There’s more. The surface of the concave mirror is not perfectly spherical, but has a variable curvature with a flattened base. This sends the reflected light off-axis in two directions, to the proximal retina for the lower visual field, and to the distal retina for the upper visual field. “The nonspherical symmetry and tilt of the mirror produce more complex vision than was previously imagined,” they explain. “A simple on-axis, spherical mirror would not result in opposite sides of the visual field being focused as distinctly separate images at different heights above the mirror.”

How Does It Work?

Although it’s impossible to know for sure what the creature actually perceives, ray-trace models indicate that the scallop obtains more finely focused vision for nearby objects that move (triggering defense or escape behaviors), along with a wide field of peripheral vision that “could provide useful information to control and guide its movement while swimming with jet propulsion or to assess static features of its habitat.” The two types of focus also expand the dynamic range of vision, similar to how rods and cones overlap in brightness sensitivity in vertebrates.

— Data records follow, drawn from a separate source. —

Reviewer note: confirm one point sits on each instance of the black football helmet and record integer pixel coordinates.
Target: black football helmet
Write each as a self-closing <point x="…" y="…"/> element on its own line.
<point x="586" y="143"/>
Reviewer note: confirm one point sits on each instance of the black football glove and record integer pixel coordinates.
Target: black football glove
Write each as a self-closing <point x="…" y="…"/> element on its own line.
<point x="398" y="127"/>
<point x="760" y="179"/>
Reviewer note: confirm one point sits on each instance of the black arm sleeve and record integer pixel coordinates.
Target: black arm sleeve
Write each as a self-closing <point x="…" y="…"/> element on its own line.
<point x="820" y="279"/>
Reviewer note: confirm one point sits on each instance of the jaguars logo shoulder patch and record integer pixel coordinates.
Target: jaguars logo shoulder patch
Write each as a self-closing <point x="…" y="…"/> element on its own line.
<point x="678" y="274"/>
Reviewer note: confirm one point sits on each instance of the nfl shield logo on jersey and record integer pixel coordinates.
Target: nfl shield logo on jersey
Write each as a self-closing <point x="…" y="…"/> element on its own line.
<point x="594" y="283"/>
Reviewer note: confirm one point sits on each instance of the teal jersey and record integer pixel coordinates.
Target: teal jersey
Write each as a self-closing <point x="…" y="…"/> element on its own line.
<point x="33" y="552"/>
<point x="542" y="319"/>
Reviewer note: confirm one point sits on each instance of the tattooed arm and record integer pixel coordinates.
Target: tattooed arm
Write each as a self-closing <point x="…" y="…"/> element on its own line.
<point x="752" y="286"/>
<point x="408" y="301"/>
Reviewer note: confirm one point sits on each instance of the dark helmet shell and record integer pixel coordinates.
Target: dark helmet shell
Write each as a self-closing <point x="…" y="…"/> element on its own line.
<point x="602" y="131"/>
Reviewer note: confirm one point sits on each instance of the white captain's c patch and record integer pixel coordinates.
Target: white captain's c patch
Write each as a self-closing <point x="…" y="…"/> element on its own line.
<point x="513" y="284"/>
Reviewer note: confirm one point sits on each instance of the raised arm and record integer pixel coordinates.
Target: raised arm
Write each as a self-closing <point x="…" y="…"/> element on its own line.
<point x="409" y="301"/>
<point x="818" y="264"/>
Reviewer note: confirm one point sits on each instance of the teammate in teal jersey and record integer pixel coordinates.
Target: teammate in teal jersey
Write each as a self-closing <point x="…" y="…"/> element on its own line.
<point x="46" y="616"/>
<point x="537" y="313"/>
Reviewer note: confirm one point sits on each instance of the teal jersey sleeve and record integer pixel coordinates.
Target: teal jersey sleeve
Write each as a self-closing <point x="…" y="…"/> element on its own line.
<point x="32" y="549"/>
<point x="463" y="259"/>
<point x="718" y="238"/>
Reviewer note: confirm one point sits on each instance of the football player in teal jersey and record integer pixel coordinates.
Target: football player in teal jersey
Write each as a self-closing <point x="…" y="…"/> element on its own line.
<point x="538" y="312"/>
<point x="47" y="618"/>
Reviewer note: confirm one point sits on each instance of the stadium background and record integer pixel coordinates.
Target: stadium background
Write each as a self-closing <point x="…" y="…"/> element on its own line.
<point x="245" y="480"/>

One more question: Why does the scallop need 200 of these light detectors? For that, we have to consider the brain of this creature:

What benefit does the scallop receive by having up to 200 eyes located on the periphery of its semi-circular mantle, spanning ~250°? Ray tracing reveals that the images formed on both retinas of one eye vary substantially in focal quality across their visual fields. Interestingly, the optic nerves from nearly all of the eyes project on to the lateral lobes of the parieto-visceral ganglion (PVG), the site of visual processing in scallops. We speculate that neural processing in the PVG can combine the visual information from the substantially overlapping and differently focused views from multiple eyes, allowing the scallop to improve visual acuity relative to the isolated eye and potentially to determine the depth of features in the environment. This would offset the drawback of limited areas of well-focused vision in individual eyes.

This is a complete system, in other words, with all the contributing parts working together to optimize visual acuity. A short video by the AAAS (see the top of this post) puts the whole picture together.

It’s so good, the authors conclude, human engineers would do well to imitate it:

The crystal morphology, multilayer structure, and 3D shape of the scallop’s eye mirror are finely controlled to produce functional images on its two retinas. Understanding the strategies that organisms use to control crystal morphology and arrangement for complex optical functions paves the way for the construction of novel bio-inspired optical devices. In particular, the resemblance of the scallop’s tiled, off-axis mirror to the segmented mirrors of reflecting telescopes provides inspiration for the development of compact, wide-field imaging devices derived from this unusual form of biological optics.


So is design science a science stopper? Does scallop vision not make sense except in the light of evolution? We rest our case.